The research by KPMG also found that while consumers are moving ever-more towards online shopping across the board, this trend hasn’t yet penetrated the food market to near the same extent.
Over two out of three consumers still prefer to buy fresh fruit and meat in store so they can examine the quality themselves, and 44% believe the shelf-life of food products bought online is not as good as those they buy in-store themselves.
62% of respondents rate the sustainability credentials of the producer/manufacturer as a primary consideration when choosing food items.
However, just over one third (37%) stated they would be willing to pay slightly more for food products with more sustainable packaging.
Younger consumers are making more of an effort towards sustainable food practices and are willing to pay more, according to the research.

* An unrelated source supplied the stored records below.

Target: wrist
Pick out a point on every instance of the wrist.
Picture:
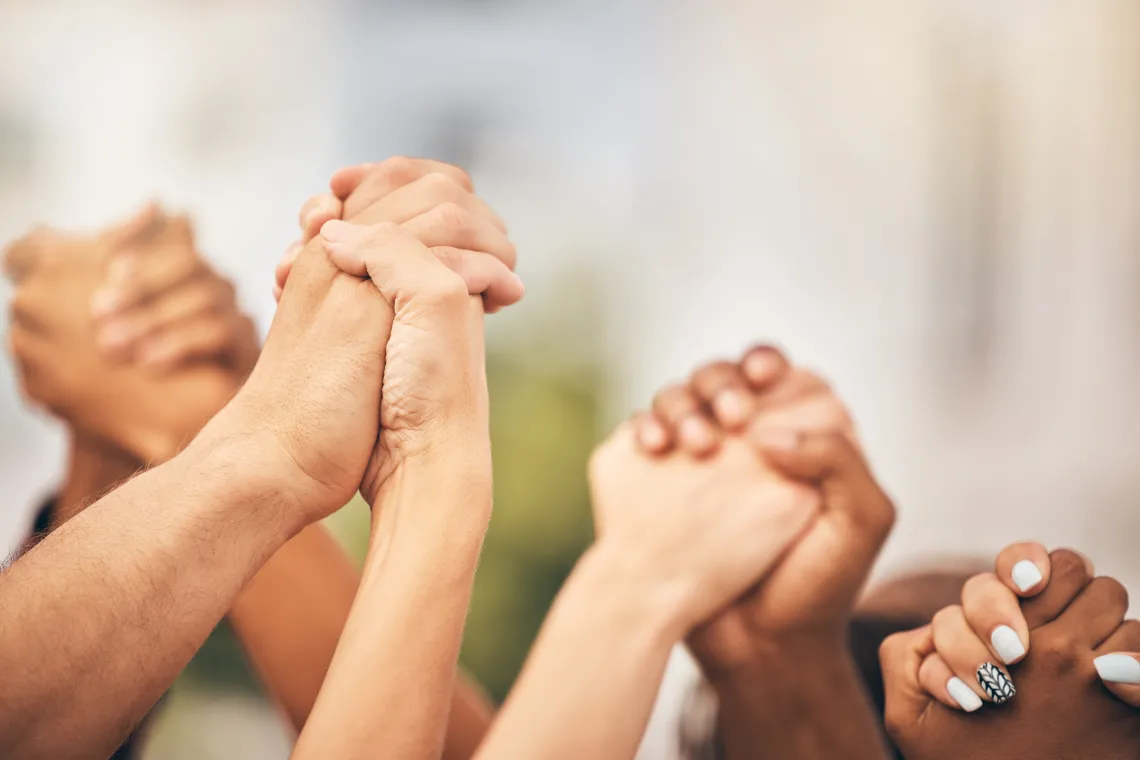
(245, 471)
(621, 581)
(441, 493)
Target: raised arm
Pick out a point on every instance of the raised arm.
(680, 539)
(778, 658)
(99, 618)
(391, 681)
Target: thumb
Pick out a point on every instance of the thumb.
(830, 460)
(399, 266)
(901, 656)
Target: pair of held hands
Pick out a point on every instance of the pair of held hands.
(358, 375)
(145, 320)
(1042, 620)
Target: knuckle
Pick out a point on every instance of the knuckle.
(445, 291)
(397, 170)
(675, 397)
(454, 215)
(441, 186)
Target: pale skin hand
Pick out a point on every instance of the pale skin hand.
(97, 393)
(778, 658)
(426, 197)
(291, 615)
(430, 476)
(155, 565)
(680, 539)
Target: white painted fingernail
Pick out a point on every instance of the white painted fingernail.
(966, 696)
(1117, 669)
(1007, 644)
(1025, 575)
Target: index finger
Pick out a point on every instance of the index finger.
(1024, 568)
(361, 186)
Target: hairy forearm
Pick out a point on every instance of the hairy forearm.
(589, 684)
(392, 678)
(803, 704)
(94, 468)
(154, 566)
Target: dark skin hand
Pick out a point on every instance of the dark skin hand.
(779, 658)
(1060, 709)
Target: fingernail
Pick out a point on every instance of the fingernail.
(732, 408)
(104, 302)
(1025, 575)
(651, 435)
(995, 684)
(334, 230)
(966, 696)
(1117, 669)
(1007, 644)
(778, 440)
(694, 433)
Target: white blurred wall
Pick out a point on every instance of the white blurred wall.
(937, 204)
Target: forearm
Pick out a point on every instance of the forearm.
(588, 686)
(94, 468)
(803, 704)
(469, 719)
(392, 678)
(290, 618)
(154, 566)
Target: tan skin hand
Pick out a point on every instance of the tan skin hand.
(65, 372)
(806, 434)
(433, 201)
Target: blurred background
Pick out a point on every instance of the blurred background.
(931, 202)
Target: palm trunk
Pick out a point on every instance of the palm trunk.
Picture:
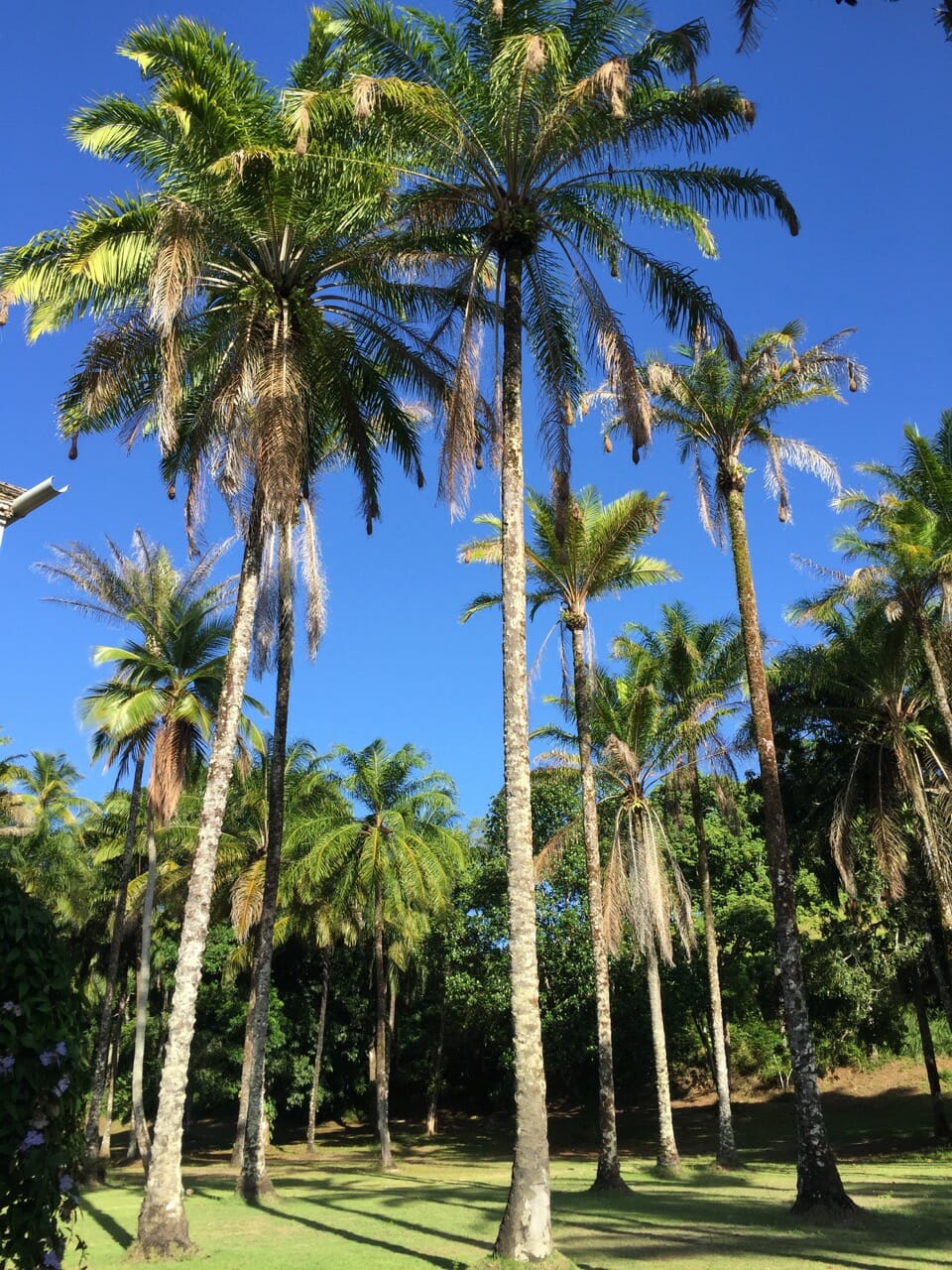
(163, 1227)
(112, 971)
(667, 1157)
(238, 1147)
(726, 1150)
(326, 953)
(608, 1173)
(938, 681)
(436, 1075)
(819, 1184)
(939, 1121)
(140, 1125)
(380, 1046)
(253, 1182)
(526, 1230)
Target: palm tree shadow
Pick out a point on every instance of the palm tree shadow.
(417, 1257)
(116, 1232)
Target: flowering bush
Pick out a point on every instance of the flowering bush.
(42, 1088)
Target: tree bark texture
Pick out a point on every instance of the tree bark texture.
(608, 1174)
(819, 1184)
(726, 1148)
(140, 1125)
(238, 1150)
(100, 1053)
(326, 955)
(939, 1121)
(526, 1232)
(163, 1227)
(667, 1157)
(381, 1069)
(253, 1183)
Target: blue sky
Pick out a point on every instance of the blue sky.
(852, 119)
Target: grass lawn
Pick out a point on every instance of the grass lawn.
(443, 1205)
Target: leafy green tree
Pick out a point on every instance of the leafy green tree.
(699, 668)
(394, 857)
(594, 557)
(719, 408)
(145, 590)
(524, 130)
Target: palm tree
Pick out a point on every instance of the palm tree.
(522, 131)
(139, 589)
(162, 698)
(246, 320)
(905, 538)
(717, 409)
(699, 668)
(595, 557)
(644, 883)
(394, 857)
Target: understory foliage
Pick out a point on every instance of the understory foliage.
(42, 1089)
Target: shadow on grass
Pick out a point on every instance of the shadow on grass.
(107, 1223)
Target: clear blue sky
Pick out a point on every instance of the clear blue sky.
(852, 119)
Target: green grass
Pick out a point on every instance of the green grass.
(443, 1205)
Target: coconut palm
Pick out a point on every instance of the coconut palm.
(162, 698)
(245, 321)
(136, 589)
(594, 558)
(904, 536)
(526, 132)
(699, 668)
(719, 409)
(394, 857)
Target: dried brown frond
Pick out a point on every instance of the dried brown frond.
(168, 779)
(536, 56)
(613, 82)
(366, 94)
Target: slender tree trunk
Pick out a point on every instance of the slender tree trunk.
(608, 1174)
(667, 1157)
(526, 1230)
(326, 953)
(254, 1184)
(105, 1142)
(941, 1129)
(939, 976)
(143, 979)
(380, 1044)
(819, 1184)
(938, 680)
(163, 1227)
(726, 1150)
(238, 1147)
(436, 1076)
(112, 970)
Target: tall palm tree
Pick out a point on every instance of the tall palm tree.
(245, 318)
(394, 857)
(162, 698)
(904, 536)
(595, 557)
(139, 589)
(525, 131)
(719, 409)
(699, 668)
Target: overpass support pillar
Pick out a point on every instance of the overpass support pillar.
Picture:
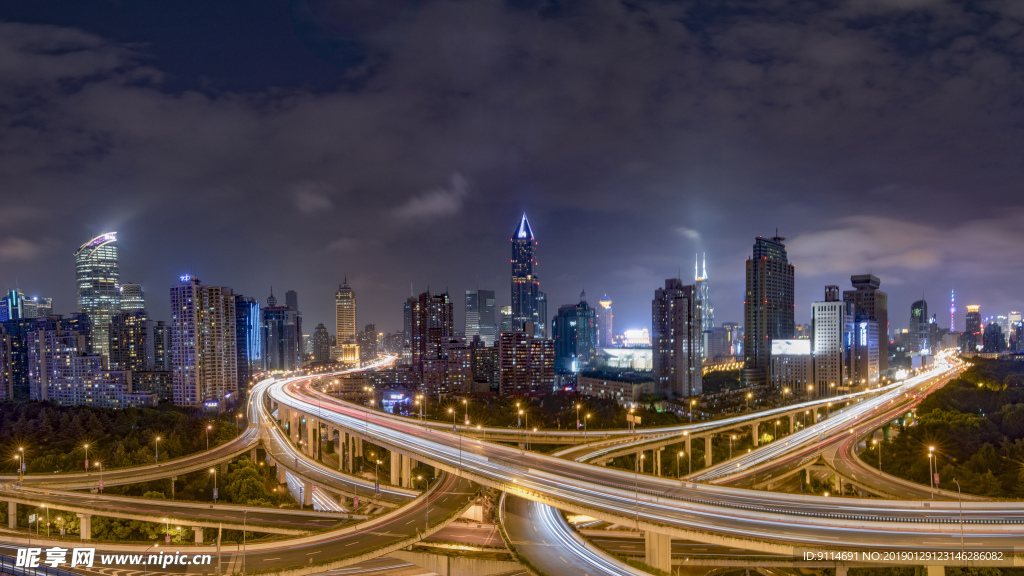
(307, 493)
(407, 471)
(85, 526)
(657, 550)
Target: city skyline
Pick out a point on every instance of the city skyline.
(306, 172)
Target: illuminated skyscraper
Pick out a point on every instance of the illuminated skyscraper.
(346, 350)
(204, 351)
(677, 335)
(480, 318)
(605, 325)
(525, 286)
(132, 297)
(767, 306)
(97, 284)
(870, 303)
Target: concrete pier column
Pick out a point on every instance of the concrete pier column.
(307, 493)
(85, 526)
(657, 550)
(407, 471)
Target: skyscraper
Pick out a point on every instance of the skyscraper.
(525, 286)
(480, 317)
(347, 350)
(919, 335)
(832, 337)
(574, 332)
(249, 338)
(322, 343)
(605, 325)
(203, 343)
(432, 318)
(972, 329)
(97, 285)
(871, 303)
(677, 335)
(281, 336)
(132, 297)
(767, 305)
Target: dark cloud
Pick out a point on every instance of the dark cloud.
(878, 134)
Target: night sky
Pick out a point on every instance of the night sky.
(290, 144)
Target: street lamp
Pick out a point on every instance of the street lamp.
(960, 497)
(214, 472)
(931, 475)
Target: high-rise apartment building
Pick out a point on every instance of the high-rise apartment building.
(431, 325)
(346, 348)
(480, 316)
(132, 297)
(97, 280)
(526, 364)
(248, 338)
(281, 336)
(322, 343)
(525, 285)
(919, 335)
(574, 332)
(605, 322)
(832, 338)
(767, 305)
(204, 350)
(870, 303)
(677, 337)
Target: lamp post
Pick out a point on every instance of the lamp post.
(960, 497)
(214, 472)
(931, 475)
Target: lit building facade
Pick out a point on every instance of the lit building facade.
(97, 279)
(832, 340)
(677, 338)
(204, 350)
(480, 316)
(871, 304)
(132, 297)
(574, 332)
(767, 306)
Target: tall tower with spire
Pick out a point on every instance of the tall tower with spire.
(525, 286)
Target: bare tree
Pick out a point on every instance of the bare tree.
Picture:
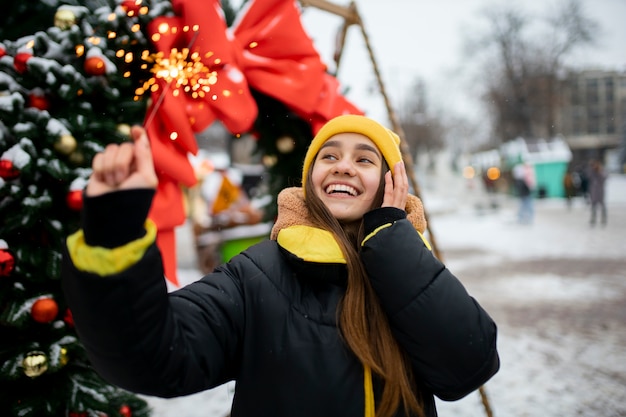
(521, 89)
(424, 131)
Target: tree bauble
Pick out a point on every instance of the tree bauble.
(44, 310)
(35, 364)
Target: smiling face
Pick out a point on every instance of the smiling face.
(347, 175)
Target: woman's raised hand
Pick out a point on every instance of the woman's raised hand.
(124, 166)
(396, 187)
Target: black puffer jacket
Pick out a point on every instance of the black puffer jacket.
(267, 320)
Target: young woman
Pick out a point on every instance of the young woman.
(343, 312)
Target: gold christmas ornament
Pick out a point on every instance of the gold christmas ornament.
(66, 144)
(64, 19)
(124, 129)
(35, 364)
(285, 144)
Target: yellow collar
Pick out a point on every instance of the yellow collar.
(311, 244)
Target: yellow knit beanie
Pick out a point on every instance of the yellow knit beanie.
(387, 141)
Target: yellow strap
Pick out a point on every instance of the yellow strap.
(370, 410)
(103, 261)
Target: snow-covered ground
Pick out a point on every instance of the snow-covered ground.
(556, 288)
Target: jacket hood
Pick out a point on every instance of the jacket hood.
(294, 230)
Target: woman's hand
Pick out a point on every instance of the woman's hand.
(124, 166)
(396, 188)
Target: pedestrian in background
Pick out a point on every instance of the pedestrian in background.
(597, 179)
(524, 184)
(344, 311)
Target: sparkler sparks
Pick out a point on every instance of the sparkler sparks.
(182, 71)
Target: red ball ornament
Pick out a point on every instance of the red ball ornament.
(7, 262)
(8, 170)
(94, 65)
(125, 411)
(20, 60)
(44, 310)
(131, 7)
(38, 101)
(74, 199)
(68, 318)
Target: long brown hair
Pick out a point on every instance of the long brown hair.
(363, 323)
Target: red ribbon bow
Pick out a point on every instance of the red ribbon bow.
(267, 49)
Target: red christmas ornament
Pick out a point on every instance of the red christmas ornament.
(74, 199)
(19, 62)
(131, 7)
(44, 310)
(7, 262)
(125, 411)
(38, 101)
(8, 170)
(68, 318)
(94, 65)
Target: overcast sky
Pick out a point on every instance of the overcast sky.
(414, 39)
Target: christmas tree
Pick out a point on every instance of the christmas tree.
(69, 88)
(65, 93)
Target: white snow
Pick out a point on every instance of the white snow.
(560, 355)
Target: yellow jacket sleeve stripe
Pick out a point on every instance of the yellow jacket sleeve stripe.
(104, 261)
(384, 226)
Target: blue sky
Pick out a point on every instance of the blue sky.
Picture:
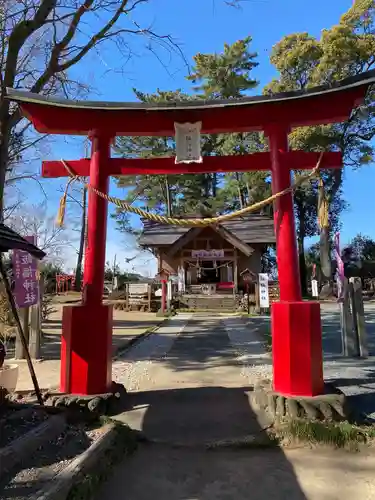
(204, 26)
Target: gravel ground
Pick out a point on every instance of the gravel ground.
(47, 462)
(133, 368)
(355, 377)
(15, 427)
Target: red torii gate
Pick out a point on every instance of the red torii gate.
(296, 325)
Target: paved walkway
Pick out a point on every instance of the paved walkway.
(190, 384)
(127, 325)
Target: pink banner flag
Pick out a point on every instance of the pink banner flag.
(25, 274)
(340, 266)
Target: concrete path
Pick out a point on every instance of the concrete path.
(126, 326)
(192, 387)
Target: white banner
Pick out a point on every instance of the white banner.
(188, 142)
(264, 298)
(207, 254)
(314, 288)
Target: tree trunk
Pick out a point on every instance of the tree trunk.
(302, 263)
(78, 279)
(168, 196)
(325, 260)
(4, 155)
(240, 193)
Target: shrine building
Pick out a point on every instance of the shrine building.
(210, 259)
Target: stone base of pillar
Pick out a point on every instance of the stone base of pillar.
(86, 349)
(297, 349)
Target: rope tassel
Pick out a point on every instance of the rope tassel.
(323, 206)
(62, 207)
(61, 213)
(185, 222)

Meanwhile, almost one third (32%) are making a conscious effort to reduce their consumption of meat and dairy products, either for environmental, ethical or health reasons.
Additionally, consumers place great emphasis on buying Irish-made and produced food, and in general having a large degree of transparency from producers, with knowledge of the sustainability credentials, provenance of the food, award or recognition stamps and how far items have travelled.
Food price and consumer behaviour
According to the survey, price is still the number one factor for the majority of consumers.
However, health and sustainability factors have become increasingly important with health and nutritional credentials, food being of local Irish origin and food being sustainably produced coming in second, fourth and fifth place respectively.
Consumers do not believe brand or advertising is an important factor when deciding what food and groceries to purchase.
The quality of branded versus own-brand products has proved a divisive issue, with just over two in five consumers claiming there is no quality difference, while a similar proportion believe branded products have higher quality.
Similarly, one in five stated that they tend to favour buying branded products, while two in five have no preference whatsoever.
The survey was commissioned by KPMG Ireland and carried out by research and marketing specialists RED C, who ensured a representative sample, considering factors such as location, age, gender, and socio-economic background.
Participants were 51% males and 49% female with 29% from the Dublin region, 27% from the rest of Leinster, 27% from Munster and 17% from Connacht/Ulster.
The age profile ranged from the 18-24 year old bracket up to over 65s.